In the next free webinar for members of the community I'll go over the ways to get corporate clients including:

  • Who purchases the items they purchase? What are they buying and how much they are spending on, and the best way to determine if they buy what YOU have to offer
  • The one thing you should not say during a meeting with a prospective corporate customer (this could send you down the dark hole of "We'll be back in touch with you" ..." and it is almost never the sales)
  • How to move from selling your online courses, programs and other offers by enrolling one student at a time to selling bundles of 50, 100, or more, to one company
  • What you must to accomplish before picking your phone or write an email to make sure that clients appreciate the worth in your services and to invest in your services (most professionals do not realize this and never get to first base)
  • An effective 4-Part Conversation Frame for leading a conversation with your client in order to lead closer to closing the deal

  Do you want to know if small, medium or big companies are willing to be willing to pay for your services? Here is the link to download "How to Tell whether Corporate Clients will Pay for Expertise 100 Topics for Training that Corporations are likely to purchase in the coming year" Guide.

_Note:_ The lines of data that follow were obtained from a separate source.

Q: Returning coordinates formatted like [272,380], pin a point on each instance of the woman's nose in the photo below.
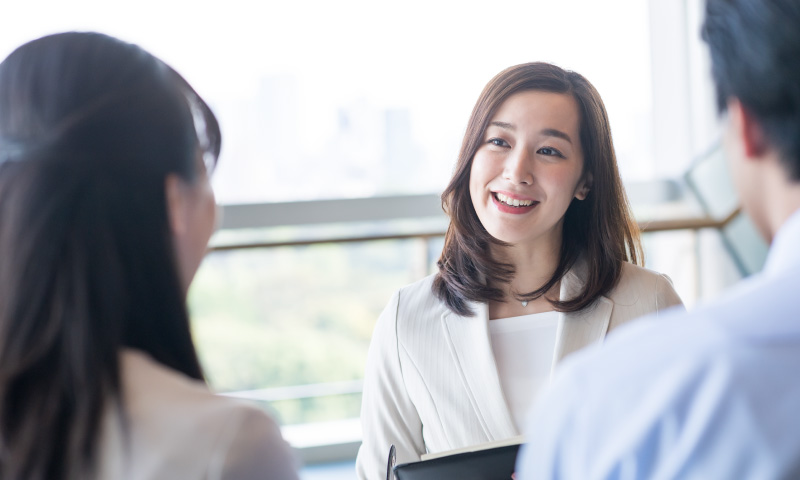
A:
[518,168]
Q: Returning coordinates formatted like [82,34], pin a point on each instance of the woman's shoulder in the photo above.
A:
[414,305]
[418,298]
[154,393]
[637,284]
[178,426]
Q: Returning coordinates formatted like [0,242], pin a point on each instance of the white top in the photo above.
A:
[178,429]
[431,382]
[523,350]
[712,394]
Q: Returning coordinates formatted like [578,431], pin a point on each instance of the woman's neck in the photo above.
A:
[534,265]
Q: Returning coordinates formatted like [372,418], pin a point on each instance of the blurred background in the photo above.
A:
[341,124]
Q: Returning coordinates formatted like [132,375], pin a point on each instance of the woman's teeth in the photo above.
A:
[513,201]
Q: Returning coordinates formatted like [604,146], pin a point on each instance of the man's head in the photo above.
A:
[755,58]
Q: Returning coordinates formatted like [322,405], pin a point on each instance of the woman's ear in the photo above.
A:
[584,186]
[177,204]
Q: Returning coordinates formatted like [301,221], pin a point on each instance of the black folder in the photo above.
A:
[491,464]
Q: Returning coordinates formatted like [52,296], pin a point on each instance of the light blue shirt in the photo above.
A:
[713,394]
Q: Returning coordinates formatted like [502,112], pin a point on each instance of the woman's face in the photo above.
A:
[193,214]
[528,168]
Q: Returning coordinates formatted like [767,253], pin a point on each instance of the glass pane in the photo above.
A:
[280,317]
[357,98]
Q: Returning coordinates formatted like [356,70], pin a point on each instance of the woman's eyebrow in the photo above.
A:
[504,125]
[552,132]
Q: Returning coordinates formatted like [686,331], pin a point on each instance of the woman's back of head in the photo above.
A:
[90,128]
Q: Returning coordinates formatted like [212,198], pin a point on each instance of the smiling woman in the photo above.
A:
[539,261]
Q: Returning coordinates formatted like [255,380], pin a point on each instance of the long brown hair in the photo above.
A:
[90,127]
[599,228]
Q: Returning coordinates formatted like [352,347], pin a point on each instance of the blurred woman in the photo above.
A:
[540,259]
[105,213]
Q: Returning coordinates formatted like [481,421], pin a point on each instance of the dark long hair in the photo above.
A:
[89,129]
[600,228]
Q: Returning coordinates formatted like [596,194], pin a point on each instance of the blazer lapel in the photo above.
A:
[469,344]
[580,329]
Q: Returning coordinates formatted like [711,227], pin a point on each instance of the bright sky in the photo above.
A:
[429,57]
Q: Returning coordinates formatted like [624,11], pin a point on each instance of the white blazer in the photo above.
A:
[431,382]
[177,429]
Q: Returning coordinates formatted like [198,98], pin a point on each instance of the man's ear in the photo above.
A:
[747,128]
[584,187]
[176,204]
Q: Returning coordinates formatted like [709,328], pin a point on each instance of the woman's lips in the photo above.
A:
[505,207]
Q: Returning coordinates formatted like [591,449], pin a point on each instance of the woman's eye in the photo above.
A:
[550,152]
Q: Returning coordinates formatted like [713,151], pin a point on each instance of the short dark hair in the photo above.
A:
[600,228]
[755,57]
[90,128]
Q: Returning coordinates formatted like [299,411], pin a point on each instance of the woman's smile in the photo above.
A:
[512,204]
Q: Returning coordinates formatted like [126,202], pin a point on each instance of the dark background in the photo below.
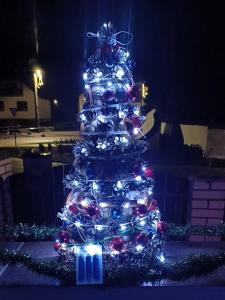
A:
[178,47]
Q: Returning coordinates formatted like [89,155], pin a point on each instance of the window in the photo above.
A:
[21,106]
[2,108]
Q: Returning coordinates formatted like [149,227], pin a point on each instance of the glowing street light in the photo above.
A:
[38,82]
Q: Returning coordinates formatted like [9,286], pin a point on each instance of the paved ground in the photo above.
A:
[24,140]
[20,276]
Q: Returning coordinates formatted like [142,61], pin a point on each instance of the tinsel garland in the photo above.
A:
[194,265]
[25,232]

Jeanine Blackwell is creator of Create 6-Figure Courses(r) as well as The Launch Lab. She has helped thousands experts develop and launch lucrative online courses. She also designed worldwide model learning courses online for brands like Estee Lauder, Aveda, 3M, Disney, Samsung, Princess Cruises, Boeing, Sotheby's, and Smithsonian Institute. Jeanine talks about online learning strategy and digital marketing. She has performed on stages with numerous influential influencers, including Marianne Williamson, Daniel Pink, Marcus Buckingham, and Deepak Chopra.